The Brabazon scheme was initiated in 1882 by Lady Brabazon, later the Countess of Meath, to provide occupation for the non-able-bodied inmates of workhouses in crafts such as knitting, embroidery and lace making. Training in the various crafts was provided by volunteers, and the costs were initially borne by Lady Brabazon herself. The scheme was slow to take off, until workhouses discovered that the goods being produced could be sold, and thus the project could be self-financing.

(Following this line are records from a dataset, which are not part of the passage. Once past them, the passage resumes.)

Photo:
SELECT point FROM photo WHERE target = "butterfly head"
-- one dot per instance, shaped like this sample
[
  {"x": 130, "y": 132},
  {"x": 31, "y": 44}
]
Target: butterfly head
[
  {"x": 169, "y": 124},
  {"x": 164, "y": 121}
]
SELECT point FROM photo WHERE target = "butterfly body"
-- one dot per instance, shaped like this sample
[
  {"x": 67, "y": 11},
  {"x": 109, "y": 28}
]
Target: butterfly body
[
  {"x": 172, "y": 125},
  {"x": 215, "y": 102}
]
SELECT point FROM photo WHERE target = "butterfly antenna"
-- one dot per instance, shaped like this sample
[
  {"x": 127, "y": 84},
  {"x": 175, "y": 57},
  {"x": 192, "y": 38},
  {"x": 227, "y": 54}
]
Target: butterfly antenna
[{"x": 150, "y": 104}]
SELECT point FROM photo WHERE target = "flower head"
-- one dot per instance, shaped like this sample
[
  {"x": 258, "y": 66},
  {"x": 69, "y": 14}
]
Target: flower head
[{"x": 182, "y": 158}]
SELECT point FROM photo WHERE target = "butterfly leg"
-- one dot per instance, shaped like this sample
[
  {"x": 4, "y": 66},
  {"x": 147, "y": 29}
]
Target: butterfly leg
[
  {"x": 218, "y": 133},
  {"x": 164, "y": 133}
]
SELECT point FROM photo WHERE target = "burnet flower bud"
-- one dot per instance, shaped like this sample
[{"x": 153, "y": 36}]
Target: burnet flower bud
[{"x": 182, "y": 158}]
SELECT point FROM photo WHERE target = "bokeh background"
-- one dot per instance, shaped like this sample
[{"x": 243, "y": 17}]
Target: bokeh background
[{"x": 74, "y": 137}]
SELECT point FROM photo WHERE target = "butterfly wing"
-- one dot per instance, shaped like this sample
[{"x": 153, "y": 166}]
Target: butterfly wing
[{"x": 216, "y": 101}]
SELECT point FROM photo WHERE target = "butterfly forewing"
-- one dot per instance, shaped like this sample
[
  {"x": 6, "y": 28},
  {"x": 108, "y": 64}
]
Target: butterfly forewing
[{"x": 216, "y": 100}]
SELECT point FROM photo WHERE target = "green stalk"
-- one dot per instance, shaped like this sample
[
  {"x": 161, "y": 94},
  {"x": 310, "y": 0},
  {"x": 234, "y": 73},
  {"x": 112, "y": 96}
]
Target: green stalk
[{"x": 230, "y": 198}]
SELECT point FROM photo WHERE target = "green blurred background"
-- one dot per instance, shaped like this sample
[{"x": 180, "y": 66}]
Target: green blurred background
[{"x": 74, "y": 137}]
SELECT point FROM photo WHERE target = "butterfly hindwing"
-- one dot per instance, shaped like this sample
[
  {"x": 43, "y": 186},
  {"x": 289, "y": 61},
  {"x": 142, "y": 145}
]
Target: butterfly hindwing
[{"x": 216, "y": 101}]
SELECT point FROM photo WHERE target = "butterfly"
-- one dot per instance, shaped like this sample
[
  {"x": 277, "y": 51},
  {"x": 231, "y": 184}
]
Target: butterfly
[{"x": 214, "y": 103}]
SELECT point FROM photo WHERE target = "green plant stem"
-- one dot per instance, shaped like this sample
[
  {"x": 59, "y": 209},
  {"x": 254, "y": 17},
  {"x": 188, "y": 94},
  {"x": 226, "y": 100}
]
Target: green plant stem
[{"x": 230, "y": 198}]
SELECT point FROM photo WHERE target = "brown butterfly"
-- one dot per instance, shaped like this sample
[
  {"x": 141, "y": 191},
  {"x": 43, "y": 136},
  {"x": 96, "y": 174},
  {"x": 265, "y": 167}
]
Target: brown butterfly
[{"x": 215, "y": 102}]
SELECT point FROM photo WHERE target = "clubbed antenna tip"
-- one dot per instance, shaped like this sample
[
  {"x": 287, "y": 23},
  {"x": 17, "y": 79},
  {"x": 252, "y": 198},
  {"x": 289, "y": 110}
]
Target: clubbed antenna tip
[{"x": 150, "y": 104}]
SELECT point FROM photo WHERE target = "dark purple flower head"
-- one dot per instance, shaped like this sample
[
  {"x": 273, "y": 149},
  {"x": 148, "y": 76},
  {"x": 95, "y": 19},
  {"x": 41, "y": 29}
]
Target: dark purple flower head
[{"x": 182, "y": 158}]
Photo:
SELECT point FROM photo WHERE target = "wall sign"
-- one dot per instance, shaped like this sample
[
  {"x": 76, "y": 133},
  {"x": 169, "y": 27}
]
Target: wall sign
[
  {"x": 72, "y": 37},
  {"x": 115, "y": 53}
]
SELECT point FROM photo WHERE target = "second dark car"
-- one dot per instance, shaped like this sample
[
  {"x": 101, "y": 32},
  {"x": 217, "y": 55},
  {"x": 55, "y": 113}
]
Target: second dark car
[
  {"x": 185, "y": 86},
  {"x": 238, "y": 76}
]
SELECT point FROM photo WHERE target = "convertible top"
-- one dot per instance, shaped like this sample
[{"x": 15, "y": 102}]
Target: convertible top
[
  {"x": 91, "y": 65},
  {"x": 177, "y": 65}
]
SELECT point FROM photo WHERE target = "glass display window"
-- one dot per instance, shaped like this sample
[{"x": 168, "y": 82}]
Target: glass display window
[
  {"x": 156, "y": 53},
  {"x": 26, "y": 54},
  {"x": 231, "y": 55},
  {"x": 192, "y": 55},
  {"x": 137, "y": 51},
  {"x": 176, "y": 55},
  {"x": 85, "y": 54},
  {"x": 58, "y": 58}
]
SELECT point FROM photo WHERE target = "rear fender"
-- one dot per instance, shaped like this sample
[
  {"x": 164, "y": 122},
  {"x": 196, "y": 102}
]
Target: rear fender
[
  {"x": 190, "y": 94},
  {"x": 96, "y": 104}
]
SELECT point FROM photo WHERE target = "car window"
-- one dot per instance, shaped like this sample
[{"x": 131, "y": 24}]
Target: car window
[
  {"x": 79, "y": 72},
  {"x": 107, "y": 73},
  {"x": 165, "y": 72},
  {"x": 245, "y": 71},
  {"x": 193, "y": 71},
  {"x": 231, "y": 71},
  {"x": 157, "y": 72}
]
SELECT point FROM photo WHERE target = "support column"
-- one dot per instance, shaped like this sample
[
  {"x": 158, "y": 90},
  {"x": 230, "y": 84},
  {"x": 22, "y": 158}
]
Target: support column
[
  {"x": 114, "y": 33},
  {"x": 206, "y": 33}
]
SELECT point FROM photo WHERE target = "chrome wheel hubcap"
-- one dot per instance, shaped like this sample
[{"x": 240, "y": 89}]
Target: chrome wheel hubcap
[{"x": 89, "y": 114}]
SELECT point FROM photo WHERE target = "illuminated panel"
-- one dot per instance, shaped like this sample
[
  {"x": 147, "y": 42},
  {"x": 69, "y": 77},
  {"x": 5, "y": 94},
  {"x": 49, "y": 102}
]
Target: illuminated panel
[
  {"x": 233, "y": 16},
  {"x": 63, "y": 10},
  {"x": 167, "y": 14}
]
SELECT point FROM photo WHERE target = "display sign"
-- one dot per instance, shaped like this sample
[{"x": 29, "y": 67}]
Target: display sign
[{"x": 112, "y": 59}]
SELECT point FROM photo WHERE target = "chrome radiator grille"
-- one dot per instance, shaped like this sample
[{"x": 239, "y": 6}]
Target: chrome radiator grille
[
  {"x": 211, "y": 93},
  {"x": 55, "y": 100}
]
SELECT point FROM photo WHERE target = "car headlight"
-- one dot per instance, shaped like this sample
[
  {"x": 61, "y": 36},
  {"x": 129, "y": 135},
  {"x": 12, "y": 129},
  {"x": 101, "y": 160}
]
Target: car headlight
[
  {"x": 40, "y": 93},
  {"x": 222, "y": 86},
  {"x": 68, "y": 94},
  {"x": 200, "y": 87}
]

On a visit to the workhouse in Great Yarmouth in 1903 Queen Alexandra paid £5 – equivalent to about £455 as of 2012 (Note: Comparing relative purchasing power of £5 in 1903 with 2012) – for a bedspread made by two elderly inmates, "to encourage the old people in their work". Christchurch Poor Law Union became involved in the Brabazon scheme to provide occupation for old men, who produced goods such as baskets, rugs, wickerwork and woollen clothing. Proceeds from the sale of these products was used to cover the cost of materials or to provide extras for the wards, such as a gramophone. The men were usually paid for their labour with extra tobacco.

By 1900 there were 177 Poor Law Unions taking part in the scheme. The projects were usually managed locally by members of a ladies committee for the union operating the workhouse.